Auch Chus Martínez führt die Basler Kulturpracht zumindest zum Teil auf diesen Willen zur Kooperation zurück. Vom Norden sind wir in den Südosten gefahren, mit der Tram 11 zum Dreispitz. Das Logistik- und Gewerbeareal wird gerade mit den Sparten Wohnen, Bildung und Kultur zu einem Stück Basel 5.0. urbanisiert. Was mal Zollfreilager war, ist jetzt Campus der Künste, mit Galerien, Ateliers und der Hochschule HGK. Spontan führt die Leiterin des Kunstinstituts durch Lernstudios, Werkstätten, Ateliers – hochmodern, digital, alles tiptop.
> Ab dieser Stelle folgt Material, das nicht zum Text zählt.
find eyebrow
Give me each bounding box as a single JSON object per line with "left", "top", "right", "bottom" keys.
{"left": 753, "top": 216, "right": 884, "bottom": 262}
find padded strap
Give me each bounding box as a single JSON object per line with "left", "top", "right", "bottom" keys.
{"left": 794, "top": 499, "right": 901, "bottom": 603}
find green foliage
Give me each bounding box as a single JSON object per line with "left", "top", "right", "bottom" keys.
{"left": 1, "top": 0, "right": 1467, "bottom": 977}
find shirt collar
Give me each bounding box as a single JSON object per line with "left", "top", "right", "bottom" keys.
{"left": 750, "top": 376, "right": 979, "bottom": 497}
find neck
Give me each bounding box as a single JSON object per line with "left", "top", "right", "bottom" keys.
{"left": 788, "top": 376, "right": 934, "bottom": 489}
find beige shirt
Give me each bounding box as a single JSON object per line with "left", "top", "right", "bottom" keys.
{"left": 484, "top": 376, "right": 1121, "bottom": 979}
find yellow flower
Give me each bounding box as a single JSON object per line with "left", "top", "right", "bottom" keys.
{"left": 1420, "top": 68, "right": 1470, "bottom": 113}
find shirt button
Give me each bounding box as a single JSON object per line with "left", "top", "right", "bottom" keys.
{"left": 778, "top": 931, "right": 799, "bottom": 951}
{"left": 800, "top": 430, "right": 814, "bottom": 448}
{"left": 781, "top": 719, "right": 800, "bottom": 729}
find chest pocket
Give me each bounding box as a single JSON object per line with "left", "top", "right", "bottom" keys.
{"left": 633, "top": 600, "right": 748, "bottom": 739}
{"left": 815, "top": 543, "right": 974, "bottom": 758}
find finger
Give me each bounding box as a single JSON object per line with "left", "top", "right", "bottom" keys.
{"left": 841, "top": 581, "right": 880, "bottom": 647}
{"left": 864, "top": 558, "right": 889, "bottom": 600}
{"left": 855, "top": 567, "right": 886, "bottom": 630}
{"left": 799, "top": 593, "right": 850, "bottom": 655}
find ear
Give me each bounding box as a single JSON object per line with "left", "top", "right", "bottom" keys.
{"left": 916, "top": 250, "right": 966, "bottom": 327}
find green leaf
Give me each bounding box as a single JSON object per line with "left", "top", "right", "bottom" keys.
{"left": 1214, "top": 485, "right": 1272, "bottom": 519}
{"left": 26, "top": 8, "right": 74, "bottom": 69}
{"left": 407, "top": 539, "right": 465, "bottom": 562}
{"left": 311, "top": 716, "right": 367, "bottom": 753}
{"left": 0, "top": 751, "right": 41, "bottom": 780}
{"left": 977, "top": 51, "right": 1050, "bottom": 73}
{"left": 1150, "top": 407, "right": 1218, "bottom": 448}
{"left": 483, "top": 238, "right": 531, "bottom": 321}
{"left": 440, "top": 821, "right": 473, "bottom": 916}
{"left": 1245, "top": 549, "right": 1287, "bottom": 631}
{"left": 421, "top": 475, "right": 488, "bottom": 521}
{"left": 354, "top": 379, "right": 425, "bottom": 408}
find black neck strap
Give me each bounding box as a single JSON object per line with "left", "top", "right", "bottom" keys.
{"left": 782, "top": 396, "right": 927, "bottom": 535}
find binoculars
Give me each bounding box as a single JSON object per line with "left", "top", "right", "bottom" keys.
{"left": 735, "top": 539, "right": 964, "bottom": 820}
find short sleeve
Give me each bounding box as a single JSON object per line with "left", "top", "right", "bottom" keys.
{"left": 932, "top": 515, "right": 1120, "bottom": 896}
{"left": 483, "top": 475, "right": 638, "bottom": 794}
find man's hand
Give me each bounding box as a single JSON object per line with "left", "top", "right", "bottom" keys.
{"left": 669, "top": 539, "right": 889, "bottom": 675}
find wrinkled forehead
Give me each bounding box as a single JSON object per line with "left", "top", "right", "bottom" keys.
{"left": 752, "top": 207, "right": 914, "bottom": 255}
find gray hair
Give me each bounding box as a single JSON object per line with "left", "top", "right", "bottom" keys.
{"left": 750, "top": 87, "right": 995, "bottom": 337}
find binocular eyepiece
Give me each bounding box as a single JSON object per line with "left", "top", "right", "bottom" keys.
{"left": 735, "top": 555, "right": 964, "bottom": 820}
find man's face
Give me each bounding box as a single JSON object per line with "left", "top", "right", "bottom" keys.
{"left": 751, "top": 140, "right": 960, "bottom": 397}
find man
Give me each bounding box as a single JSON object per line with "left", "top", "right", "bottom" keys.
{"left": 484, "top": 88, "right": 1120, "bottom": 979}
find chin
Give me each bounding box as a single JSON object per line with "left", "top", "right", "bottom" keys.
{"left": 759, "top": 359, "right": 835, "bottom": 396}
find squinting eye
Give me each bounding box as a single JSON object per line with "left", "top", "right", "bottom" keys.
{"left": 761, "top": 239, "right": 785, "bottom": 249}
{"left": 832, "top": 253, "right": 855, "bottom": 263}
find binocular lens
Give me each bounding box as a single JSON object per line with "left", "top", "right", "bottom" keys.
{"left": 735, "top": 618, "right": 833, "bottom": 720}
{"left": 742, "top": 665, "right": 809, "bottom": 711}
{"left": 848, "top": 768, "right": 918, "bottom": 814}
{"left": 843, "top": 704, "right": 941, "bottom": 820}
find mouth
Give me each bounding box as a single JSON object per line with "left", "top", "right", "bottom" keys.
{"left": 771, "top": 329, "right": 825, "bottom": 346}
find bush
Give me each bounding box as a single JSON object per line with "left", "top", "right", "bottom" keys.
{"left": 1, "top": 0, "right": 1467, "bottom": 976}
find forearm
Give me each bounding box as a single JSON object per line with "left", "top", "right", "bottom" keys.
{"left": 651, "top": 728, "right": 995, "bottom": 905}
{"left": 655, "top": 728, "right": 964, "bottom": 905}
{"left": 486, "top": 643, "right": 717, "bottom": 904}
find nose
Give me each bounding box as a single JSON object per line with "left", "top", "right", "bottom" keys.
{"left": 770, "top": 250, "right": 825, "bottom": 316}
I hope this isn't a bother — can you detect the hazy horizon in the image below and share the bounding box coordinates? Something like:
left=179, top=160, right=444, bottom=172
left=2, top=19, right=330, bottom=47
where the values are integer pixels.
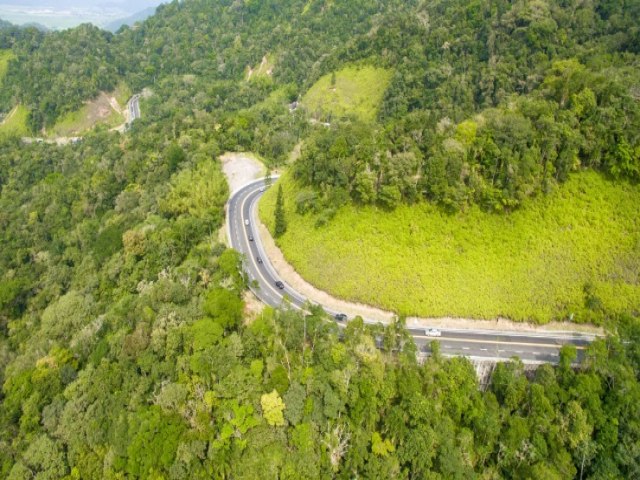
left=0, top=0, right=165, bottom=29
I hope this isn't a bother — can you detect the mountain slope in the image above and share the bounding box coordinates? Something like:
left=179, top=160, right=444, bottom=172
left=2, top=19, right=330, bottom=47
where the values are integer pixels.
left=0, top=2, right=639, bottom=479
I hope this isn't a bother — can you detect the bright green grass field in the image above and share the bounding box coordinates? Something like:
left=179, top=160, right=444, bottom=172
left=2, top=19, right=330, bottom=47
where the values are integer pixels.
left=302, top=65, right=393, bottom=123
left=0, top=105, right=29, bottom=137
left=260, top=171, right=640, bottom=324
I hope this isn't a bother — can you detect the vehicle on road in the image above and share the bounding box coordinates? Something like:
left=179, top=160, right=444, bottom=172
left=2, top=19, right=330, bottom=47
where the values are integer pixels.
left=425, top=328, right=442, bottom=337
left=334, top=313, right=347, bottom=322
left=245, top=219, right=250, bottom=226
left=248, top=234, right=254, bottom=241
left=256, top=256, right=263, bottom=264
left=275, top=281, right=285, bottom=289
left=259, top=187, right=265, bottom=192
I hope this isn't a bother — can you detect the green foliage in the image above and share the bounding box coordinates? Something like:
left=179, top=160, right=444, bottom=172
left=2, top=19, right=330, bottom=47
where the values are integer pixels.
left=0, top=49, right=13, bottom=84
left=126, top=406, right=186, bottom=477
left=371, top=431, right=395, bottom=457
left=49, top=93, right=125, bottom=137
left=302, top=65, right=393, bottom=123
left=261, top=390, right=286, bottom=427
left=159, top=159, right=229, bottom=222
left=0, top=0, right=639, bottom=478
left=274, top=184, right=287, bottom=238
left=0, top=278, right=25, bottom=320
left=8, top=435, right=68, bottom=480
left=203, top=287, right=244, bottom=331
left=261, top=171, right=640, bottom=323
left=0, top=105, right=29, bottom=138
left=5, top=24, right=117, bottom=130
left=189, top=318, right=224, bottom=351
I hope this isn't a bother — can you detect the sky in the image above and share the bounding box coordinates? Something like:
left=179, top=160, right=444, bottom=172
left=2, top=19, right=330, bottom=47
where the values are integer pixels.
left=0, top=0, right=165, bottom=29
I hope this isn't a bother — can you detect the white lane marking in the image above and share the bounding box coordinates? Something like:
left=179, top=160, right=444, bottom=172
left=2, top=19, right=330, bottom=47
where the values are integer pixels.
left=238, top=186, right=287, bottom=303
left=248, top=198, right=306, bottom=305
left=415, top=335, right=584, bottom=349
left=229, top=181, right=592, bottom=356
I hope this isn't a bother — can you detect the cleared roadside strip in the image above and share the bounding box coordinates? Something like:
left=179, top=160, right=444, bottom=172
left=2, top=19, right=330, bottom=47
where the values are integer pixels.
left=227, top=177, right=599, bottom=364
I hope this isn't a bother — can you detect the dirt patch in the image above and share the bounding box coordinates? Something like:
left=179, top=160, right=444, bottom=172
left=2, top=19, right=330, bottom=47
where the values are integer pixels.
left=220, top=152, right=266, bottom=194
left=242, top=290, right=266, bottom=323
left=256, top=220, right=604, bottom=336
left=108, top=96, right=122, bottom=115
left=87, top=92, right=118, bottom=123
left=246, top=55, right=274, bottom=81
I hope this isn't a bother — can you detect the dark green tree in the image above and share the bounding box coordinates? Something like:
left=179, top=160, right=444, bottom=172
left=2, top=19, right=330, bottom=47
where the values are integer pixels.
left=274, top=184, right=287, bottom=238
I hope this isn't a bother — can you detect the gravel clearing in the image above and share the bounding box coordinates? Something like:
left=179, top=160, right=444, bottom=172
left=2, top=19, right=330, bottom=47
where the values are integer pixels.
left=220, top=152, right=267, bottom=248
left=220, top=152, right=266, bottom=194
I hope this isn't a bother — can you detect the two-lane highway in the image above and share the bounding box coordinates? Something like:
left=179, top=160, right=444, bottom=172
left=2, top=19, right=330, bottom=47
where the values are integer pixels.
left=128, top=94, right=141, bottom=123
left=227, top=178, right=597, bottom=364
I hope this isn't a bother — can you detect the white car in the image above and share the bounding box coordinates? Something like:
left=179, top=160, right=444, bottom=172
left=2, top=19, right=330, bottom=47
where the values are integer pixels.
left=244, top=219, right=250, bottom=226
left=425, top=328, right=442, bottom=337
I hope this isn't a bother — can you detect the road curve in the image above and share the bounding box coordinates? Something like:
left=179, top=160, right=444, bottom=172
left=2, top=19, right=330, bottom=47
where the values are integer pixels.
left=227, top=178, right=598, bottom=364
left=128, top=94, right=141, bottom=123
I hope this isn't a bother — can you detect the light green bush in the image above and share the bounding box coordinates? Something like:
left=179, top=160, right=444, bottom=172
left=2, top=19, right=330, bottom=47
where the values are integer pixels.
left=260, top=171, right=640, bottom=324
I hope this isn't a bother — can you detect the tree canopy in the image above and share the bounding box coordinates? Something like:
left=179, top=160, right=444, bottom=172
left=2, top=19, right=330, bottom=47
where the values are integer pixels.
left=0, top=0, right=639, bottom=478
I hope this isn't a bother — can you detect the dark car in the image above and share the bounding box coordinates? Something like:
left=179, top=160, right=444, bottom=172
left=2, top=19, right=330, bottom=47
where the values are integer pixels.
left=256, top=256, right=263, bottom=264
left=275, top=281, right=285, bottom=289
left=248, top=234, right=254, bottom=241
left=334, top=313, right=348, bottom=322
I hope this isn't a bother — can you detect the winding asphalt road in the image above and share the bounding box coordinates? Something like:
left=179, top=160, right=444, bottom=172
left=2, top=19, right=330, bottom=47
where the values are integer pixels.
left=227, top=178, right=598, bottom=364
left=128, top=94, right=141, bottom=123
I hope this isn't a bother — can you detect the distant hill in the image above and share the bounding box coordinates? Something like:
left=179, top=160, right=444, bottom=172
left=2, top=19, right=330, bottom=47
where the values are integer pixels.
left=104, top=6, right=157, bottom=33
left=0, top=1, right=164, bottom=30
left=0, top=17, right=51, bottom=32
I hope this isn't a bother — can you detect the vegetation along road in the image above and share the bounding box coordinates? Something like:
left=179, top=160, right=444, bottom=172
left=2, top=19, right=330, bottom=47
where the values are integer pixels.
left=228, top=178, right=597, bottom=364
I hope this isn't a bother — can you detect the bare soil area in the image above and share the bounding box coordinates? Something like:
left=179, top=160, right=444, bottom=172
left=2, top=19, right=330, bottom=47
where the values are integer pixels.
left=220, top=152, right=266, bottom=194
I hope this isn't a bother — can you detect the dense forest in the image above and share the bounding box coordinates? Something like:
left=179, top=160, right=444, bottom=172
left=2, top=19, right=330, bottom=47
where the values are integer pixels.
left=1, top=0, right=640, bottom=478
left=1, top=0, right=639, bottom=210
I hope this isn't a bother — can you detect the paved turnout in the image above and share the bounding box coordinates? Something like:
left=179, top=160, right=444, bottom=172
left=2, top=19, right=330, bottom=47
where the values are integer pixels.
left=227, top=179, right=598, bottom=364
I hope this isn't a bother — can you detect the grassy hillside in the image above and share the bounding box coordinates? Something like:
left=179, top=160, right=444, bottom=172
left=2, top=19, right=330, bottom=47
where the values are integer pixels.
left=0, top=49, right=13, bottom=83
left=260, top=170, right=640, bottom=324
left=0, top=105, right=29, bottom=137
left=302, top=65, right=392, bottom=123
left=49, top=90, right=126, bottom=137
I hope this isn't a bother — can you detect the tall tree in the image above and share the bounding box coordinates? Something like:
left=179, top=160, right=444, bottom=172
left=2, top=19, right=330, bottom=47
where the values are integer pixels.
left=274, top=184, right=287, bottom=238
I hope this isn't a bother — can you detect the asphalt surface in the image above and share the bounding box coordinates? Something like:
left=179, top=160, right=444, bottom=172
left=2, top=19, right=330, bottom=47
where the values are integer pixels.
left=227, top=179, right=597, bottom=364
left=128, top=94, right=141, bottom=123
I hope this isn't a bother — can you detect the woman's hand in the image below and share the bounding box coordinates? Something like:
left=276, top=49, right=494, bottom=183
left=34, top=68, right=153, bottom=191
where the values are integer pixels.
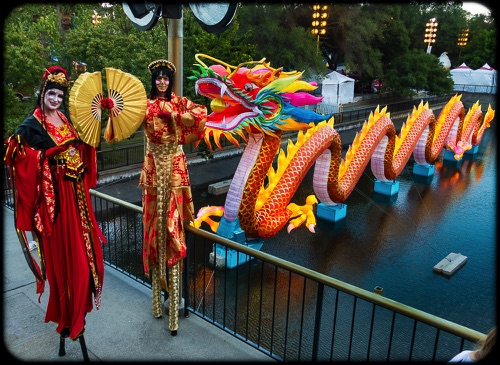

Auf den Freiflächen zwischen sanierten Lagerhallen und funkelnder Beton-Glas-Architektur, darunter auch das Archivgebäude der Basler-Renommierarchitekten und Elbphilharmonie-Planer Herzog und de Meuron, verbringen Studenten in Outdoor-Lounge-Sesseln ihre Mittagspause. Von den Bibliotheksfenstern zeigt Martinez noch hinüber zum Schaulager, ebenfalls von HdM entworfen, wo gerade eine große Bruce Nauman-Schau vorbereitet wird.

Legendärer Volksentscheid für die Kunst

Dass in Basel aber eben nicht nur die große internationale Kunst etwas zähle, sondern auch jungen lokalen Kreativen und experimentellen Kulturformen eine Plattform geboten werde, etwa mit Zwischennutzungen, Off-Spaces und Projekträumen, hält die Rektorin für einen „gesunden Kulturansatz“. Im nur einen Steinwurf von ihrem Büro entfernten Haus der elektronischen Künste (HeK) fällt eine kleine Wandaufschrift ins Auge: „Das HeK bedankt sich für die Realisierung des Neubaus (...)“ beim Bund, der Stadt, zwei Stiftungen – und einem „anonymem Spender“. Das Basler Mäzenatentum also, das schon Sam Keller ins Spiel gebracht hatte. Darüber wollen wir mehr wissen. Per Tram geht’s nun zum Kunstmuseum. Hier wird der bereits erwähnte Gemeinschaftssinn lebendig: Gerade angelaufen ist Baselitz auf Papier, parallel zur Retrospektive der Fondation Beyeler. Das auf drei Häuser verteilte Kunstmuseum ist aber auch die richtige Adresse, um dem historischen Fundament des Basler Kulturreichtums und eben dem Mäzenatentum nachzuspüren.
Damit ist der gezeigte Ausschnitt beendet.